Clara Gaymard, cofondatrice de Raise, m’a proposé de rejoindre l’équipe qu’ils constituaient avec Gonzague de Blignières. J’y ai découvert l’esprit entrepreneurial à travers le développement de ce projet. J’y suis devenue directrice de participations, en charge d’opérations de LBO et de capital-développement pendant quatre ans. Chez Raise, en plus de l'activité classique de private equity, l’équipe avait créé une fondation dédiée à la promotion de l’entrepreneuriat : ils ont fait partie des prémices de la start-up nation. L’approche de cette fondation m’a ouvert aux entreprises innovantes, plus jeunes que celles que je rencontrais dans le cadre de LBO. C'est dans ce contexte que j'ai rencontré les équipes de la Maif, qui recherchaient quelqu'un pour diriger leur activité interne de capital-risque. En 2017, tout était à construire : l’équipe, la stratégie, ainsi que le portefeuille. J’y suis restée six ans, en tant que directrice générale. Nous avons investi dans plus de 30 sociétés, dont HomeExchange, Expensya, Certideal ou encore Ulule, des sociétés emblématiques du portefeuille. Le modèle était particulièrement intéressant avec un grand soutien de la direction générale de MAIF à cette activité. Au bout de plusieurs années, comme beaucoup de fonds de corporate venture, l’équipe a souhaité prendre son indépendance afin de développer sa propre thèse d’investissement, de réunir différents investisseurs et et de mettre en place ses propres outils d’alignement d’intérêts avec les participations.

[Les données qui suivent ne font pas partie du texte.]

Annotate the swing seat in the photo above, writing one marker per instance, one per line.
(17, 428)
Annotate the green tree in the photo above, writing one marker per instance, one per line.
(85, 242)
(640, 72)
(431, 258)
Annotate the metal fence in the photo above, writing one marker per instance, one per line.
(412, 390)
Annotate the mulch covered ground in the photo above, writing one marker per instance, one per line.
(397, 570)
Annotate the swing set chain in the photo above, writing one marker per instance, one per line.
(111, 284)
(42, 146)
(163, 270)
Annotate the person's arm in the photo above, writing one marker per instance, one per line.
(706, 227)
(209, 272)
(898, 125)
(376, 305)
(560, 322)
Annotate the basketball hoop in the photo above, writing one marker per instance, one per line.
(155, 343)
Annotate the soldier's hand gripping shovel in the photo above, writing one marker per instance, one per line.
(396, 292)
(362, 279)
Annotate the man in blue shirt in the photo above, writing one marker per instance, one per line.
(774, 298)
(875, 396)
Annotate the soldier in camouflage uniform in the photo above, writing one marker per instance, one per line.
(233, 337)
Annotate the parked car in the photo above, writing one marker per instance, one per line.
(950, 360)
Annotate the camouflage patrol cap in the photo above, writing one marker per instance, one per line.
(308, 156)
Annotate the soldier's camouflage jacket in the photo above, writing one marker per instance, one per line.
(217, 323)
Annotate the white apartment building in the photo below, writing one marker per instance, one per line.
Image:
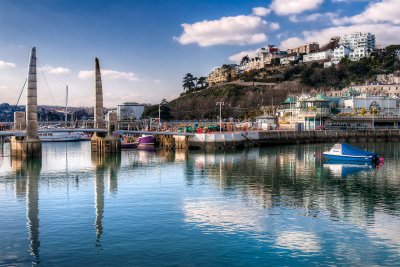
(339, 53)
(288, 59)
(318, 56)
(130, 111)
(359, 52)
(383, 103)
(358, 39)
(361, 44)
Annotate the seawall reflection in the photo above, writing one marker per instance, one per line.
(257, 181)
(27, 174)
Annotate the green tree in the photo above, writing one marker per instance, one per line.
(188, 82)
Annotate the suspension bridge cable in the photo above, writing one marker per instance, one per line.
(20, 94)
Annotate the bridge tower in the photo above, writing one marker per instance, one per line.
(29, 145)
(103, 142)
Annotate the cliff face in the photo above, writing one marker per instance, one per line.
(239, 101)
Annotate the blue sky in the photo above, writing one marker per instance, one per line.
(146, 47)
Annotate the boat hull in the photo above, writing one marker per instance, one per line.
(350, 158)
(128, 145)
(147, 140)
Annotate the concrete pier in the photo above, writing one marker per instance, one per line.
(103, 143)
(29, 145)
(232, 140)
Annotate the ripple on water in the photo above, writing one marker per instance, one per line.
(279, 205)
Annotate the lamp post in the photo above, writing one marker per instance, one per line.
(159, 116)
(220, 114)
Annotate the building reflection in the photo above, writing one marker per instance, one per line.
(294, 177)
(27, 174)
(104, 165)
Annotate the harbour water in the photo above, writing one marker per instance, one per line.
(278, 205)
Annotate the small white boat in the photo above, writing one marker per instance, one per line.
(63, 137)
(346, 152)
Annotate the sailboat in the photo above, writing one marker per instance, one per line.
(50, 136)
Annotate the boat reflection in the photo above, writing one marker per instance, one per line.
(343, 169)
(101, 164)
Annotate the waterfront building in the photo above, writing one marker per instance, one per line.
(340, 52)
(384, 105)
(266, 122)
(318, 56)
(357, 40)
(360, 44)
(305, 49)
(392, 78)
(269, 55)
(226, 73)
(289, 59)
(130, 111)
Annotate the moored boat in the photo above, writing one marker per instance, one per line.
(63, 137)
(146, 141)
(128, 143)
(346, 152)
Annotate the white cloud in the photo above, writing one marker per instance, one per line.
(348, 1)
(54, 70)
(109, 74)
(239, 30)
(238, 57)
(376, 12)
(328, 16)
(4, 65)
(288, 7)
(291, 43)
(261, 11)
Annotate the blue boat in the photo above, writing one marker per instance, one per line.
(346, 152)
(345, 168)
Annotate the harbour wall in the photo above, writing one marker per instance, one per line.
(260, 138)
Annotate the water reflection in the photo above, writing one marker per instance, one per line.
(101, 164)
(263, 186)
(282, 203)
(27, 173)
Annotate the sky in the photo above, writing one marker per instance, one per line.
(146, 47)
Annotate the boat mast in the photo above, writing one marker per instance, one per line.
(66, 106)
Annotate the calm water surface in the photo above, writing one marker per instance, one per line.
(264, 206)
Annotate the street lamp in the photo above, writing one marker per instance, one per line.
(220, 114)
(159, 116)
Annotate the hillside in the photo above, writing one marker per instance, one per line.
(239, 101)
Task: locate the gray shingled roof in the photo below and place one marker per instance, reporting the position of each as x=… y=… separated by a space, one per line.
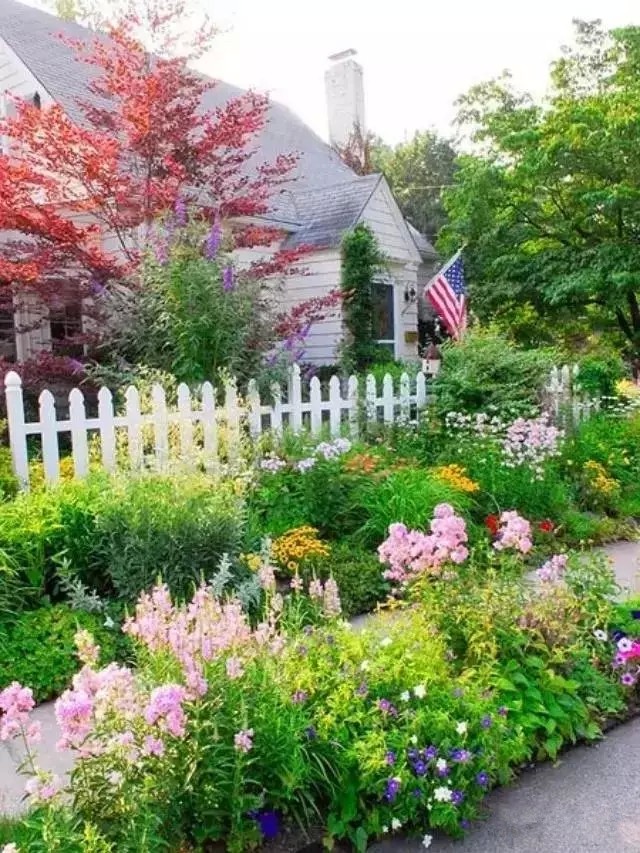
x=325 y=197
x=328 y=212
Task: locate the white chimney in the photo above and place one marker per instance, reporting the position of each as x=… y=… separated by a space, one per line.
x=345 y=97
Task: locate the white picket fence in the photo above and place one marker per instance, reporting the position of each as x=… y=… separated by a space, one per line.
x=207 y=430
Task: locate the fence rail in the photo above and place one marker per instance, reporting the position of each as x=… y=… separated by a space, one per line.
x=207 y=428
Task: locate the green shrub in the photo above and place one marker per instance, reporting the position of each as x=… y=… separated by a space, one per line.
x=598 y=374
x=38 y=649
x=118 y=534
x=359 y=578
x=408 y=495
x=174 y=527
x=486 y=372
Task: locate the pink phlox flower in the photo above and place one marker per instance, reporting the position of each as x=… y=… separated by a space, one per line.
x=514 y=532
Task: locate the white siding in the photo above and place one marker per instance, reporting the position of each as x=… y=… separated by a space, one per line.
x=385 y=220
x=323 y=275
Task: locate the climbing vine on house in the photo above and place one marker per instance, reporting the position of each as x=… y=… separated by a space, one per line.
x=362 y=261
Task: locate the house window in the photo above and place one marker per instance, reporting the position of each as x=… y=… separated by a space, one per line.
x=8 y=350
x=384 y=315
x=65 y=323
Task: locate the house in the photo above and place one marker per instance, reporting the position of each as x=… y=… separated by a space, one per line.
x=322 y=201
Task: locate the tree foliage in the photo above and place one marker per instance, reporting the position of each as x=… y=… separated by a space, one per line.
x=142 y=143
x=362 y=261
x=418 y=171
x=549 y=203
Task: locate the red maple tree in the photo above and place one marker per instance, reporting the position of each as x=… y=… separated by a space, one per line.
x=142 y=142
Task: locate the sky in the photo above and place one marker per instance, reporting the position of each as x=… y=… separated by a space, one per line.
x=417 y=56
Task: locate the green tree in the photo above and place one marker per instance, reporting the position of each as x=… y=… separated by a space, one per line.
x=549 y=203
x=362 y=262
x=417 y=172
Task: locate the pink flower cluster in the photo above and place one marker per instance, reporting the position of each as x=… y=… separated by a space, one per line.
x=553 y=570
x=514 y=532
x=16 y=703
x=202 y=631
x=531 y=442
x=410 y=553
x=328 y=595
x=165 y=709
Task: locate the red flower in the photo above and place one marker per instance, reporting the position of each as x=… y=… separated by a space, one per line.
x=492 y=523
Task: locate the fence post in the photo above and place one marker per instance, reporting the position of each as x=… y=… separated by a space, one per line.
x=210 y=428
x=295 y=399
x=334 y=406
x=79 y=443
x=160 y=426
x=107 y=429
x=49 y=432
x=354 y=414
x=315 y=403
x=186 y=424
x=17 y=435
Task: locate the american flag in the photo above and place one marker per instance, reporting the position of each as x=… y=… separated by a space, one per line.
x=448 y=294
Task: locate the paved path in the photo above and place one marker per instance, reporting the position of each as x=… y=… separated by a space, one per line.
x=589 y=802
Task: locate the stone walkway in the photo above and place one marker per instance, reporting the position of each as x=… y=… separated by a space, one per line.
x=588 y=802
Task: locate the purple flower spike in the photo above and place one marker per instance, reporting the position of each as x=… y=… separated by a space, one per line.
x=212 y=243
x=227 y=279
x=180 y=211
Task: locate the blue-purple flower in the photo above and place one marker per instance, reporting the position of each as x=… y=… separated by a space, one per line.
x=391 y=790
x=212 y=243
x=227 y=279
x=457 y=797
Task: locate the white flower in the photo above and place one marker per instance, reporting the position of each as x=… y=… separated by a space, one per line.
x=442 y=795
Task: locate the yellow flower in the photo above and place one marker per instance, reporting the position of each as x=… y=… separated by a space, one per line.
x=456 y=476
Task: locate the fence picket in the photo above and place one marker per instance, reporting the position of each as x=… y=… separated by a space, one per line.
x=387 y=399
x=315 y=403
x=79 y=443
x=352 y=396
x=16 y=422
x=276 y=408
x=255 y=409
x=185 y=415
x=160 y=426
x=134 y=427
x=405 y=397
x=107 y=429
x=210 y=429
x=563 y=399
x=49 y=432
x=295 y=399
x=371 y=396
x=335 y=406
x=232 y=417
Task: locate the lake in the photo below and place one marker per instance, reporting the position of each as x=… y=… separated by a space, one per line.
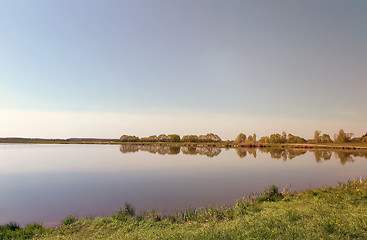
x=46 y=183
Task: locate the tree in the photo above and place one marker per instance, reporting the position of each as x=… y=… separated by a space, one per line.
x=162 y=138
x=316 y=136
x=240 y=138
x=275 y=138
x=173 y=138
x=325 y=138
x=342 y=137
x=264 y=139
x=283 y=138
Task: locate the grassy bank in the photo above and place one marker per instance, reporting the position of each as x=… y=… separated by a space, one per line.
x=223 y=144
x=327 y=213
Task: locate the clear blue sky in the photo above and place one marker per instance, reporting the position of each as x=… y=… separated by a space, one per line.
x=105 y=68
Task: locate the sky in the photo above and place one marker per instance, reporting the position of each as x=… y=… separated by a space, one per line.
x=107 y=68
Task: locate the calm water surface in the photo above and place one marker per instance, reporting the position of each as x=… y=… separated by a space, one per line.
x=45 y=183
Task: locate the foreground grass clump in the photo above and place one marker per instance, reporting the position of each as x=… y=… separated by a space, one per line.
x=328 y=213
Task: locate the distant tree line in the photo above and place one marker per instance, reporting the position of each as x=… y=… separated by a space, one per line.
x=210 y=137
x=243 y=140
x=284 y=138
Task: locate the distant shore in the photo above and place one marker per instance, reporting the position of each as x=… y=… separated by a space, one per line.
x=222 y=144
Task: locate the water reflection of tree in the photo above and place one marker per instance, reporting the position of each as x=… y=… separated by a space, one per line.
x=208 y=151
x=285 y=154
x=322 y=155
x=242 y=151
x=172 y=150
x=344 y=156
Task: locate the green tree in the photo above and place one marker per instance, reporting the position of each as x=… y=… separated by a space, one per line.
x=173 y=138
x=342 y=137
x=275 y=138
x=240 y=138
x=316 y=136
x=325 y=138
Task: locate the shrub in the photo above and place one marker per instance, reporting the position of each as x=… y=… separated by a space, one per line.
x=69 y=220
x=271 y=194
x=127 y=211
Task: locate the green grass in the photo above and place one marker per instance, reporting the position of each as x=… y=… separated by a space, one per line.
x=328 y=213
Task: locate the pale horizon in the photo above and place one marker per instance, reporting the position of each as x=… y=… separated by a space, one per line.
x=104 y=69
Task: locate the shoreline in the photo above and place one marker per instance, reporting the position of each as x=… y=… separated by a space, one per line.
x=330 y=212
x=224 y=144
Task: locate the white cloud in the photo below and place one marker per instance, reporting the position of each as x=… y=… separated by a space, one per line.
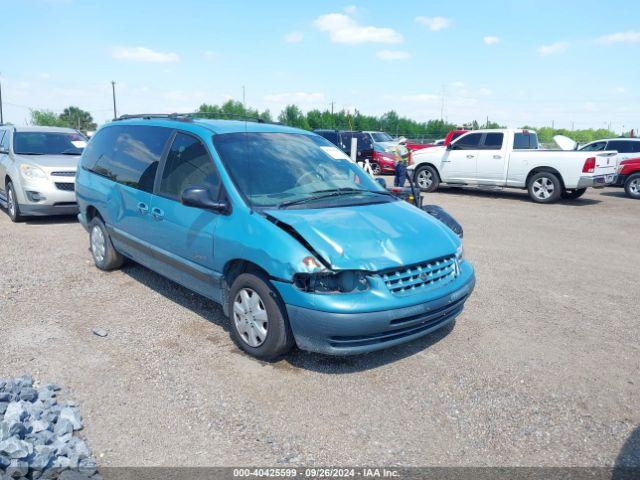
x=143 y=54
x=630 y=36
x=295 y=97
x=293 y=37
x=392 y=55
x=344 y=29
x=553 y=48
x=434 y=23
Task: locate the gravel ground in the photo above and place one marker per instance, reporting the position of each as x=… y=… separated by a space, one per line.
x=540 y=369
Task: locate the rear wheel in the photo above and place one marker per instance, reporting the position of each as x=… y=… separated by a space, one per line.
x=544 y=187
x=13 y=209
x=427 y=178
x=104 y=255
x=632 y=186
x=573 y=194
x=258 y=318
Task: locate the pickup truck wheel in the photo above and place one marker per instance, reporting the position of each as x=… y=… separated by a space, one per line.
x=573 y=194
x=632 y=186
x=13 y=209
x=258 y=318
x=544 y=187
x=104 y=255
x=427 y=178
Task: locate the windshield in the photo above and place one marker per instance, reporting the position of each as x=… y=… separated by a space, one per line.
x=48 y=143
x=277 y=169
x=381 y=137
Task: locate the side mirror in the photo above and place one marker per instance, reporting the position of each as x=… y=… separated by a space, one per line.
x=200 y=197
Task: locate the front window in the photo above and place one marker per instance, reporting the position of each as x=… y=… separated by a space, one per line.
x=287 y=169
x=48 y=143
x=381 y=137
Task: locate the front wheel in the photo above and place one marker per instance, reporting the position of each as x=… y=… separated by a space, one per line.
x=427 y=178
x=573 y=194
x=544 y=187
x=632 y=186
x=13 y=209
x=258 y=318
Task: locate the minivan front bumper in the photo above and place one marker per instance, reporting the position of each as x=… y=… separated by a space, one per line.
x=348 y=333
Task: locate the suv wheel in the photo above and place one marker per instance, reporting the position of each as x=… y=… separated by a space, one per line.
x=258 y=318
x=104 y=255
x=632 y=186
x=544 y=187
x=13 y=209
x=427 y=178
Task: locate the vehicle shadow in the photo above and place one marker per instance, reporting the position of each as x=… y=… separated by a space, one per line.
x=521 y=196
x=212 y=312
x=627 y=464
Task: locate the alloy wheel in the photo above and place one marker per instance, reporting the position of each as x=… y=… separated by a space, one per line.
x=543 y=188
x=250 y=317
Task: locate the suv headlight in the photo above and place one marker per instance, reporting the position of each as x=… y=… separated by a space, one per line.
x=346 y=281
x=31 y=172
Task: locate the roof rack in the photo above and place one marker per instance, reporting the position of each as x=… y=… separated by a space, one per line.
x=187 y=117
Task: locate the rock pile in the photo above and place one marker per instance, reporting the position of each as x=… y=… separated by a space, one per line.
x=37 y=434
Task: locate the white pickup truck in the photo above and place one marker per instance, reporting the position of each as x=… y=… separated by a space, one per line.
x=511 y=158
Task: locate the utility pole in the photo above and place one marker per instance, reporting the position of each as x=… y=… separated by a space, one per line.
x=113 y=91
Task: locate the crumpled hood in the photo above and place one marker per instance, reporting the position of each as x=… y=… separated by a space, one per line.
x=371 y=237
x=50 y=161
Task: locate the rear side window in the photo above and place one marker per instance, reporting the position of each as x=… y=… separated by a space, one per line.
x=127 y=154
x=493 y=141
x=624 y=146
x=468 y=142
x=188 y=164
x=525 y=141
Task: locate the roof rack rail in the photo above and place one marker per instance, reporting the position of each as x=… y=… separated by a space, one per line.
x=186 y=117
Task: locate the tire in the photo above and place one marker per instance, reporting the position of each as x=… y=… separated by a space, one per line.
x=544 y=187
x=632 y=186
x=104 y=255
x=573 y=194
x=13 y=209
x=259 y=324
x=427 y=179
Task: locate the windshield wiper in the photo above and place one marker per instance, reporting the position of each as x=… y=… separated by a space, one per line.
x=330 y=192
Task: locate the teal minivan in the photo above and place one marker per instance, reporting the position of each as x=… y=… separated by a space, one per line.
x=298 y=244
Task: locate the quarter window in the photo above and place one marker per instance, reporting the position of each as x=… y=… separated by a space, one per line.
x=127 y=154
x=188 y=164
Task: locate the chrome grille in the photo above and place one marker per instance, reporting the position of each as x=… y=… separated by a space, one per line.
x=416 y=278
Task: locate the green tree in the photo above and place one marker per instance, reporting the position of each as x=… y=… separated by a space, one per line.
x=46 y=118
x=74 y=117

Aujourd’hui, quel est votre rôle au sein du groupe ?

Aujourd’hui, j’occupe un poste transversal. Je gère l’ensemble des filiales et participations du groupe, dont emeis (ex-Orpea) et siège dans différents Conseils d’administration et Comités Je m’occupe du M&A, de toutes les opérations de haut de bilan de l’entreprise et de ses participations et du financement.

"L’investissement dans Orpea par le groupement CDC, Maif, MACSF et CNP Assurances a été une opération hors norme. "

De l’investissement au M&A, quel point commun trouvez-vous entre ces deux univers ?

J’ai eu la chance d’explorer de nombreuses facettes du métier d’investisseur : la banque d’affaires, le private equity, travailler pour l’État actionnaire, puis pour une mutuelle. À travers ces expériences, j’ai découvert différentes manières d’être actionnaire, avec un même fil conducteur, celui de l’engagement. Créer de la valeur au sens large, agir en investisseur responsable et engagé, au service de structures qui entretiennent un lien fort avec l’intérêt général. Cette approche a guidé l’ensemble de mon parcours.

Quel est le deal qui vous a le plus marquée ?

L’investissement dans Orpea par le groupement CDC, Maif, MACSF et CNP Assurances a été une opération hors norme. Un deal de place, complexe, presque romanesque. Entre l’État, les hedge funds, une entreprise en crise mais essentielle à la société, avec 80 000 collaborateurs profondément marqués. Techniquement, c’était colossal : 700 lignes de dettes réparties dans le monde entier, des négociations d’une intensité rare. Ce fut un dossier délicat, mais qui m’a permis de faire de belles rencontres. Chaque opération est une aventure humaine : la rencontre entre deux projets, deux visions, deux équipes. Cette dimension vivante et passionnée donne tout son sens à ce que je fais.

Et en dehors du M&A ?

Je consacre beaucoup de mon temps libre à ma famille : j’ai deux petits garçons. J’aime aussi la cuisine et la gastronomie, les moments de convivialité joyeuse à préparer et partager un bon repas.

 

​​🔎Parcours à la loupe

  • 2008 – arrive en stage chez Goldman Sachs à Londres, au sein de l’équipe Investment Management (buy-side) pendant la crise des subprimes.
  • 2009-2012 – rejoint Goldman Sachs en CDI à New York puis Londres
  • 2012-2014 – rentre en France et intègre l’Agence des participations de l’État (ministère des Finances) où elle s’occupe du portefeuille infrastructures et transports.
  • 2014-2017 – arrive chez Raise à la création du fonds et devient directrice d’investissement, sur les opérations de LBO.
  • 2017-2023 – intègre l’équipe de Maif Avenir en tant que directrice générale et contribue au développement de la structure de capital-risque.
  • Depuis 2023 – poursuit son parcours au sein du groupe Maif et devient directrice des participations et du M&A.